Fairy-tale princesses in 2021? Well, they’re just like us.
“Any way you can make them more comfortable,” Cinderella, played by Camila Cabello, says to her Fabulous Godmother (Billy Porter) about wearing those famous glass slippers.
Cabello stars in the new “Cinderella,” streaming on Amazon now, and there’s been a shift in the traditional love story we grew up with. This time around, Cinderella isn’t just sweeping floors waiting for her prince. And she certainly isn’t pretending that shoes made out of glass aren’t painful.
Instead, this film centers on an independent woman chasing after her dreams, which is to be a dressmaker. The prince is just an added prize.
With that, fashion is at the forefront, and this Cinderella has been reimagined — all starting with the shoes.
“I didn’t make a stiletto,” the film’s costume designer, Ellen Mirojnick, told FN. “And it felt as if it was something that did not come out of the ‘Cinderella’ vault. It looks accessible, somewhat modern, with period elements.”

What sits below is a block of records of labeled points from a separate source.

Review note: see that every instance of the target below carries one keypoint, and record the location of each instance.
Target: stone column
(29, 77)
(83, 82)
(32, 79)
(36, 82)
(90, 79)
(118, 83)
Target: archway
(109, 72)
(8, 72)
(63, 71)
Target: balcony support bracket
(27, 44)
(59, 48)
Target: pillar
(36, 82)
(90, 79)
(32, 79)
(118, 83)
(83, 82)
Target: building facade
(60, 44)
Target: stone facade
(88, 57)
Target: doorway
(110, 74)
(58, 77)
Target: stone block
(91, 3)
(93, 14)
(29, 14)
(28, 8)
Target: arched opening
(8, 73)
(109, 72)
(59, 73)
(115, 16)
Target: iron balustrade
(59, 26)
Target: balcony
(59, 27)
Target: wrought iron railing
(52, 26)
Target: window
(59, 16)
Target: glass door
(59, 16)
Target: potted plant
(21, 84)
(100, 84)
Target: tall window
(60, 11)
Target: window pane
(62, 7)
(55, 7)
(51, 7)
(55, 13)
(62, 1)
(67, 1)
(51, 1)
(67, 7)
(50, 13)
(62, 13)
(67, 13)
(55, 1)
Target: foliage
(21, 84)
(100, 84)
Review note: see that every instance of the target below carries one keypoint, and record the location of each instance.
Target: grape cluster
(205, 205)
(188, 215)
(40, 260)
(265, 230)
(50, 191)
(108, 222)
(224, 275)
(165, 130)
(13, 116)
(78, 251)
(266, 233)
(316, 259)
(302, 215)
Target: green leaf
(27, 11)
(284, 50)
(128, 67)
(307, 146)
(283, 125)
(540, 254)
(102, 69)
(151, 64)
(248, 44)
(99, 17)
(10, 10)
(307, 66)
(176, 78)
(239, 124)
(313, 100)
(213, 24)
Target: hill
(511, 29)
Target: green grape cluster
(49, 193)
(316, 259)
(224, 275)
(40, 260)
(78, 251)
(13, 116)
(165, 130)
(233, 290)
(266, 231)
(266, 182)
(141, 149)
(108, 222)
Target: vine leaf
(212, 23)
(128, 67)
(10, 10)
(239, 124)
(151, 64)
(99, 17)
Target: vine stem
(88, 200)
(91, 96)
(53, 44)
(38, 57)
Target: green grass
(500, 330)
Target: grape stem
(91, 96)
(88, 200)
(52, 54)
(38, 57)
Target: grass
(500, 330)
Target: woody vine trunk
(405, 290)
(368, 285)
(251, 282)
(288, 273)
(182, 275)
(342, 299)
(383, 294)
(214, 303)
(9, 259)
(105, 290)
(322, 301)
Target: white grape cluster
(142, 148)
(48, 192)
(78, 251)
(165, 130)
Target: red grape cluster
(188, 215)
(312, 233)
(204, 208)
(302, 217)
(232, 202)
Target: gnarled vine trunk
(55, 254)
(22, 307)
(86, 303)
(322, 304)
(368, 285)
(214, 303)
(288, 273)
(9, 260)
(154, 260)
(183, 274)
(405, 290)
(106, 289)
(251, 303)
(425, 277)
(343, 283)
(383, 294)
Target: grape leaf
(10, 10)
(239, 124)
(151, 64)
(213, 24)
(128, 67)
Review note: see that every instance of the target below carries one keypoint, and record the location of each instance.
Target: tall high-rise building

Featuring a Louis heel shape, the glass slippers were designed in collaboration with Jimmy Choo and creative director Sandra Choi. Details included PVC materials to give the resemblance of glass, a pointed-toe, as well as Swarovski crystals that were embellished along the entire shoe.
Plus, the footwear came first, said Mirojnick, as it was the inspiration for Cinderella’s signature ball gown.
“I actually used the design of the crystals on the shoe as the beginning of the crystals on the bodice of the dress,” she said, noting that blue hues were left out of this version as it wasn’t helmed by Disney. “I wanted a feeling of cascading crystals that wound up at her feet. The crystals were all part of the cascading flowers from the trees and nature and the wind that created her dress.”
This isn’t the first time Mirojnick was challenged with creating costumes for the iconic character. She was also responsible for the 1997 TV film “Cinderella,” starring Brandy and Whitney Houston.
“I had already made a Cinderella blue dress,” she said with a laugh, “and this was quite inspired and a good challenge. I’m blessed that I have an opportunity to design a Cinderella that actually represents each one of our decades.”
With the 2021 version, Mirojnick’s goal was to clearly define the fairy-tale time period and create fantastical costumes that didn’t feel like it was in present day.
“I just I love design. I love silhouettes on the human body, but I love bringing out the essence of who’s in front of me. The essence of that movie star is something that I unconsciously incorporate in designing the costumes in that moment,” she said. “That feeling is what most contributes to what the costume will be.”
With Cabello, Mirojnick said she felt a rocket ship standing across from her. “Just feeling her fire, beauty, youth, her excitement and her vulnerability was enough for me to work with to know what Cinderella was going to be.”